Dez ideias falsas sobre pessoas intersexo
Por Curtis E. Hinkle, Fundador, Organização Intersexo Internacional
E Hida Viloria, Porta-voz de Direitos Humanos, Organização Intersexo Internacional
1. Intersexo significa que a pessoa possui dois genitais. (Falso)
Essa é talvez uma das ideias erradas mais comuns sobre pessoas intersexo. Intersexo frequentemente não tem nada a ver com o genital da pessoa, ainda menos então com 2 genitais. Existem pessoas intersexo com pênis e uma abertura vaginal. No entanto, não existem casos documentados de uma pessoa que tenha nascido com genital masculino e feminino completamente desenvolvidos. A vasta maioria de pessoas intersexo possui genitais que aparentam habitualmente masculino ou feminino, existindo uma pequena minoria possuindo genitais atípicos. Na verdade, o termo exótico e pseudocientífico “verdadeiro hermafrodita” (o qual se refere a uma pessoa com ovários e tecido testicular), pode referir-se a uma pessoa com genitais masculinos ou femininos completamente habituais.

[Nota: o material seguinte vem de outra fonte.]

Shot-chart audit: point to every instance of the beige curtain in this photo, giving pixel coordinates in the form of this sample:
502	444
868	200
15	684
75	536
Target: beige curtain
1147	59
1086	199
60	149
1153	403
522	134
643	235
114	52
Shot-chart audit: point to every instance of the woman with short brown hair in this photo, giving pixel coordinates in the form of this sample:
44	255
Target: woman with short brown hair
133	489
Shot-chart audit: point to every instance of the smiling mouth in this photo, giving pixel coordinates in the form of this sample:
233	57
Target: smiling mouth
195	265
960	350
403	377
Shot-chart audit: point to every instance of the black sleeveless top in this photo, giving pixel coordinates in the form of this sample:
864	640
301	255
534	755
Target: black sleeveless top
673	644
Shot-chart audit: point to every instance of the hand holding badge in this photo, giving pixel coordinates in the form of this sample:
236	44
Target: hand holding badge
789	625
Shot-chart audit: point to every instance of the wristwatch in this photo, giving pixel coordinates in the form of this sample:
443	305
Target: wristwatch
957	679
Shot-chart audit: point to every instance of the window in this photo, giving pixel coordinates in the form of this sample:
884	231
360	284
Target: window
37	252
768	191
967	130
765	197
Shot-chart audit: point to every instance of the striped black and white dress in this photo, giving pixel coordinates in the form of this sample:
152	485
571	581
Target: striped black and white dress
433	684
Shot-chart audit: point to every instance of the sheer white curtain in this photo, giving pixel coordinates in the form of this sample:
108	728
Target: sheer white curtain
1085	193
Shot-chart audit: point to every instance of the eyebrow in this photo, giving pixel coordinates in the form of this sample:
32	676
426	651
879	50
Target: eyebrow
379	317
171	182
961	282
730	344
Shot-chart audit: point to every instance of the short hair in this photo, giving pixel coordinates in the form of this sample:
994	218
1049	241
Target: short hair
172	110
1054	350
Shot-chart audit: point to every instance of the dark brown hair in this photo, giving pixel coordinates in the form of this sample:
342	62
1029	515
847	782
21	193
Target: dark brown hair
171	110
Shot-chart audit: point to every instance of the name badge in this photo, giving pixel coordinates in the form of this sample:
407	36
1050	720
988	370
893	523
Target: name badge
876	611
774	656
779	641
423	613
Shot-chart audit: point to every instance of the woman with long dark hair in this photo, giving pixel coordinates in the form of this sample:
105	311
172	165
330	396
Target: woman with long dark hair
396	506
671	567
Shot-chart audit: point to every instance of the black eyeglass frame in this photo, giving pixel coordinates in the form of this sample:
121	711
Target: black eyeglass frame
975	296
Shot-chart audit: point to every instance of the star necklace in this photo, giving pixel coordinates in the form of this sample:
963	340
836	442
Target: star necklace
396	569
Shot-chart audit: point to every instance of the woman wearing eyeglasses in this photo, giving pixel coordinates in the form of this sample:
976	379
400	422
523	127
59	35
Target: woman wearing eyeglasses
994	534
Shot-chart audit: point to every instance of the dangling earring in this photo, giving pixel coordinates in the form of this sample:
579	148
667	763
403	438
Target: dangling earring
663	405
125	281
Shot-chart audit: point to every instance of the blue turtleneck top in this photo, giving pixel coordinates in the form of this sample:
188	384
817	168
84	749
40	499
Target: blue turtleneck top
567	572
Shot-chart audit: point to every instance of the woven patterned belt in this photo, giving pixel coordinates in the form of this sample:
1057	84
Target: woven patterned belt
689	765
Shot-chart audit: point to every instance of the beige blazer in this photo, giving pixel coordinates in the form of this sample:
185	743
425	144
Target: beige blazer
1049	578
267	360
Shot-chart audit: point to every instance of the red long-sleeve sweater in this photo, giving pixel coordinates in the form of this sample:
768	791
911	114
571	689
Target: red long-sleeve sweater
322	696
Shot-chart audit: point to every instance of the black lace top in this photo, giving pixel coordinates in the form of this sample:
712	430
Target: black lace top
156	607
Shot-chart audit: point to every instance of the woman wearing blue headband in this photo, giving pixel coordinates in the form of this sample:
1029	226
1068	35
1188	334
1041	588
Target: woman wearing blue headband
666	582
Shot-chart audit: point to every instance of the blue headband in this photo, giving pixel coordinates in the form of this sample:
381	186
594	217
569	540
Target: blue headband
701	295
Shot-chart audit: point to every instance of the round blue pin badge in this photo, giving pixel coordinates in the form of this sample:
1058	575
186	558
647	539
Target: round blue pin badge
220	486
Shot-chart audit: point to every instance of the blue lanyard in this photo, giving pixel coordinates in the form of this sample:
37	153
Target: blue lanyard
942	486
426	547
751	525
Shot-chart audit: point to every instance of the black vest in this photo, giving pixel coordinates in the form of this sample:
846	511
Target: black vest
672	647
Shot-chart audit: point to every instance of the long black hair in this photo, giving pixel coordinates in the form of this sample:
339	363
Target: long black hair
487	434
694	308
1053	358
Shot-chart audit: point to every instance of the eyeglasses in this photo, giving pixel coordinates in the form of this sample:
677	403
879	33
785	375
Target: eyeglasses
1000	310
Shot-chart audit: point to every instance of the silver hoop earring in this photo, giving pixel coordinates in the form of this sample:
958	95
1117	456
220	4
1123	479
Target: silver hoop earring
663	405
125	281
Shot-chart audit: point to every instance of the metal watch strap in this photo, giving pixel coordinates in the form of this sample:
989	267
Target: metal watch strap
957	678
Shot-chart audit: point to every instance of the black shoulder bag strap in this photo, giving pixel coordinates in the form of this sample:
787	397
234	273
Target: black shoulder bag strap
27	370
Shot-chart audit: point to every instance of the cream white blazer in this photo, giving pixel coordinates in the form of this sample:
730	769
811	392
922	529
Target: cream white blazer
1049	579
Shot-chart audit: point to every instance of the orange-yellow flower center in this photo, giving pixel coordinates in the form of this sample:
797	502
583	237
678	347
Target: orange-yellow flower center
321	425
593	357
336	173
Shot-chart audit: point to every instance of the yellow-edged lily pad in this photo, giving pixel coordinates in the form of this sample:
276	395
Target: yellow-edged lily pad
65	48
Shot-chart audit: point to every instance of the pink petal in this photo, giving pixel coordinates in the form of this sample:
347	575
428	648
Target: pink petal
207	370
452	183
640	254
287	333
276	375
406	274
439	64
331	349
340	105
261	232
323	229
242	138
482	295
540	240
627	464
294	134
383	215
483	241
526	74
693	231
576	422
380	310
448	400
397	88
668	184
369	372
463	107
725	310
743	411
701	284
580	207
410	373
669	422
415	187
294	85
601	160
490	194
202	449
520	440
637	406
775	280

2. Uma em 2000 crianças nascem intersexo. (Falso)
Essa é talvez uma das estatísticas que é mais comumente fornecida. Seria mais preciso apenas simplesmente afirmar que em hospitais com equipes de designação sexual, 1 em 2000 crianças nasce com genital que é tão atípico que o médico responsável solicita a ajuda de especialistas no time para designar um sexo. A maioria dos hospitais ao redor do mundo não possui equipes de designação sexual e a maioria das pessoas intersexo possui genitais típicos. Deve-se ter cuidado ao notar que mesmo na maioria dos nascimentos com genitais atípicos, o médico não solicita assistência de uma equipe de designação sexual, mesmo se houver uma disponível. Por isso, uma pessoa pode rapidamente verificar que esse número passa a impressão de que pessoas intersexo são muito, muito raras. não são!
Existem tantas condições intersexo diferentes, que é muito difícil fornecer uma estatística nesse momento. Uma estimativa mais precisa é fornecida por Sharon Preves, Ph.D., autora de Intersex and Identity : The Contested Self - ela pesquisou sobre intersexo bastante extensivamente. De acordo com Preves, “A frequência poderia ser tão alta quanto quatro por cento.”
3. Quando uma criança intersexo nasce não pode crescer tal como nasceu, mas “algo deve ser feito”. (Falso)
Existem poucas ocasiões em relação a quando uma variação intersexo de uma criança representa riscos de saúde que requerem atenção médica imediata. Ao contrário, pessoas intersexo, como todas as pessoas, possuem problemas de saúde. Por exemplo, ser mulher não é por si só um problema de saúde, mas existem problemas de saúde específicos às mulheres.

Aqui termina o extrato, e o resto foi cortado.